Posted October. 26, 2012 01:35,   


The U.S. International Trade Commission issued a preliminary ruling against Samsung Electronics on Wednesday that the Korean company violated four Apple patents. Samsung immediately decided to request a review on the case.

A quasi-law enforcement institution for trade conflicts, the U.S. commission considers patent infringement as an unfair trade practice and can advise the president to prohibit import of the item. If such advice is made, the chief executive is expected to make a decision on the case within 60 days.

If the commission maintains its stance in the final judgment within Feb. 25 next year, Samsung can be forced to stop U.S.-bound exports of smartphones such as the Galaxy S, Galaxy S2 and Galaxy Nexus as well as about 20 types of tablet PCs including the Galaxy Tab.

According to the preliminary ruling posted on the commission`s website, among the six patents Apple claimed Samsung was infringing on, U.S. International Trade Commission Judge Thomas Pender accepted four, namely one patent related to the iPhone`s design and three commercial patents.
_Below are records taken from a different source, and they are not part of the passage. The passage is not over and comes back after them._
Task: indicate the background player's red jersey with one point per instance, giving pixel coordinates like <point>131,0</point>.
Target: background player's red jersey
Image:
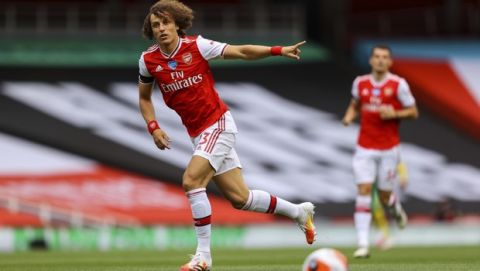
<point>186,82</point>
<point>393,91</point>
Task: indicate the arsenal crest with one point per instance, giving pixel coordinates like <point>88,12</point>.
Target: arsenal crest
<point>388,92</point>
<point>187,58</point>
<point>364,92</point>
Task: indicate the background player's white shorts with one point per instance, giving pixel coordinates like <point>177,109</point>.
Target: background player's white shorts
<point>216,144</point>
<point>381,165</point>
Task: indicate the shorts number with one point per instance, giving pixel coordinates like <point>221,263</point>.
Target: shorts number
<point>204,138</point>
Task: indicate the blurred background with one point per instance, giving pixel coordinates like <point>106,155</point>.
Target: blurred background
<point>78,170</point>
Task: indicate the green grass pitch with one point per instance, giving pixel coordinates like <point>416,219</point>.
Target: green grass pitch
<point>418,259</point>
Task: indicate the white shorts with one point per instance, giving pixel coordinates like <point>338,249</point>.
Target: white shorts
<point>216,144</point>
<point>380,165</point>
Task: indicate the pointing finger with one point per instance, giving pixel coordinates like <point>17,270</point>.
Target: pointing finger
<point>300,44</point>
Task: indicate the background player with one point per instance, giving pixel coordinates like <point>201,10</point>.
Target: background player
<point>382,99</point>
<point>179,65</point>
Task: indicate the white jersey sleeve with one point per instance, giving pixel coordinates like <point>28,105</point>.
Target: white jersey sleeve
<point>404,94</point>
<point>142,68</point>
<point>210,49</point>
<point>355,89</point>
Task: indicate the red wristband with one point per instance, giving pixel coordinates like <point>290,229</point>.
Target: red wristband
<point>276,50</point>
<point>152,126</point>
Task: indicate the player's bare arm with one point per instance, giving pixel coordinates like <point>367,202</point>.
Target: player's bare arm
<point>160,138</point>
<point>253,52</point>
<point>388,113</point>
<point>351,113</point>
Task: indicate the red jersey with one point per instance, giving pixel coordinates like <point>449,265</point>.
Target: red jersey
<point>393,91</point>
<point>185,80</point>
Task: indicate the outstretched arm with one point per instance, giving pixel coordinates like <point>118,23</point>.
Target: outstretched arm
<point>388,113</point>
<point>253,52</point>
<point>160,138</point>
<point>351,113</point>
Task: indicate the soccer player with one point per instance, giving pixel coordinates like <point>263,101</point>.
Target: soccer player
<point>381,99</point>
<point>179,65</point>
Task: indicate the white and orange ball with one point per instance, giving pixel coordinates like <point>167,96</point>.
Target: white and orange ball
<point>325,259</point>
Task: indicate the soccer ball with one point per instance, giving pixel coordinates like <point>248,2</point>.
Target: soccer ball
<point>325,259</point>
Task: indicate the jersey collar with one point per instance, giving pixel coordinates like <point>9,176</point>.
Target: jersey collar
<point>379,83</point>
<point>174,52</point>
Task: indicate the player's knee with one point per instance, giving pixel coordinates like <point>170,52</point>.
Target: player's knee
<point>189,182</point>
<point>385,197</point>
<point>238,201</point>
<point>365,189</point>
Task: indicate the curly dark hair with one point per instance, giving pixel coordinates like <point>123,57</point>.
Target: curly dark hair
<point>179,12</point>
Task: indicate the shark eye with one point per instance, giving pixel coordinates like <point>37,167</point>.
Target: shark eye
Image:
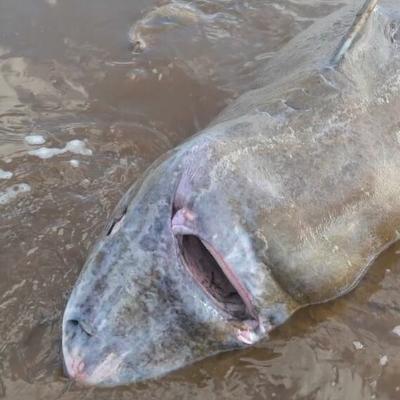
<point>207,272</point>
<point>116,224</point>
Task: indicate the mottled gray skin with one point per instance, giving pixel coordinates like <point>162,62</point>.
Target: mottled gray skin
<point>295,189</point>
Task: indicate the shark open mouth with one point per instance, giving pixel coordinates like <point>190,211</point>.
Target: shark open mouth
<point>215,277</point>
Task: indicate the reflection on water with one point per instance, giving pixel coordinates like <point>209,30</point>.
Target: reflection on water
<point>90,94</point>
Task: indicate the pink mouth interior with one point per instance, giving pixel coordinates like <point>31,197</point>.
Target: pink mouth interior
<point>216,278</point>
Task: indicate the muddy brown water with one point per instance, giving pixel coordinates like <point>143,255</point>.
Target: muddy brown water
<point>129,80</point>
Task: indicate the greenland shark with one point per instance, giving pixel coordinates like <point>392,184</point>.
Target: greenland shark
<point>283,201</point>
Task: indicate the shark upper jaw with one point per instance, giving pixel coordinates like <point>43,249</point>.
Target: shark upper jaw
<point>216,277</point>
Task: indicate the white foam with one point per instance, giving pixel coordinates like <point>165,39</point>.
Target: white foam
<point>12,192</point>
<point>74,146</point>
<point>35,139</point>
<point>358,345</point>
<point>5,174</point>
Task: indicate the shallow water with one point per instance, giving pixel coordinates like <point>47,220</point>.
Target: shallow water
<point>91,92</point>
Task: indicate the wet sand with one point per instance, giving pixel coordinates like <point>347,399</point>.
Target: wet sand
<point>90,94</point>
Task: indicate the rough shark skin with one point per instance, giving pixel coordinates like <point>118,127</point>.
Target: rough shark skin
<point>288,197</point>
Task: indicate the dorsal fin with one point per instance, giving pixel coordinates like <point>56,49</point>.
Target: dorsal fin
<point>359,22</point>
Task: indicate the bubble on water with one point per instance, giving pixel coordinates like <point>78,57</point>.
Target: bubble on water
<point>396,330</point>
<point>74,163</point>
<point>35,139</point>
<point>12,192</point>
<point>74,146</point>
<point>358,345</point>
<point>5,174</point>
<point>383,360</point>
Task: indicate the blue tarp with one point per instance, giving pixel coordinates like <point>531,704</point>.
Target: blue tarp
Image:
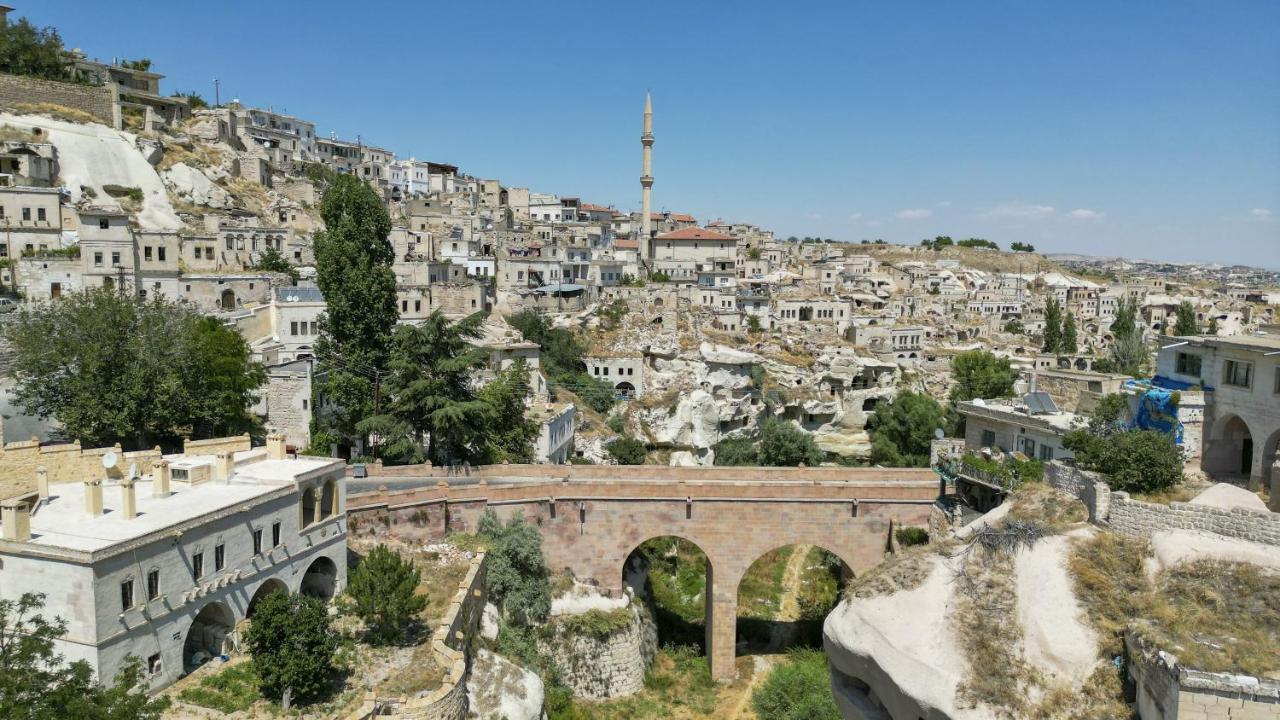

More specifically, the ruling includes a diamond-shaped hole in the front of the phone (design patent infringement), translucent icons of applications, a technology that automatically detects the connection of a jack on the phone, and another that enables users to move the screen in four directions regardless of touch direction.

Though the commission reconfirmed the preliminary ruling in its final decision, Samsung can still sell its products that do not fall into any of the four categories. Apple, however, might further request the commission to prohibit the import of the Galaxy S3, Galaxy Note 2 and other Samsung products because the technologies the watchdog considered patent infringements are the ones applied to Samsung’s latest products.

Based on trade practices, the preliminary ruling is unlikely to be changed in favor of Samsung. Oh Se-joon, a patent attorney at Haeoreum International Patent & Law Offices, said, “Barring a significant reason to change, the preliminary ruling will prevail in the final decision.”

Samsung said in an official comment, “We are confident that we will win in the final decision.” Despite this stance, Samsung insiders seemed baffled by the ruling of the U.S. commission. In the Korean company`s lawsuits against Apple around the world, the U.S. is the lone country that ruled against Samsung. The trade commission also recently mentioned problems in Apple`s legal victory over Samsung in the San Jose Northern District Court.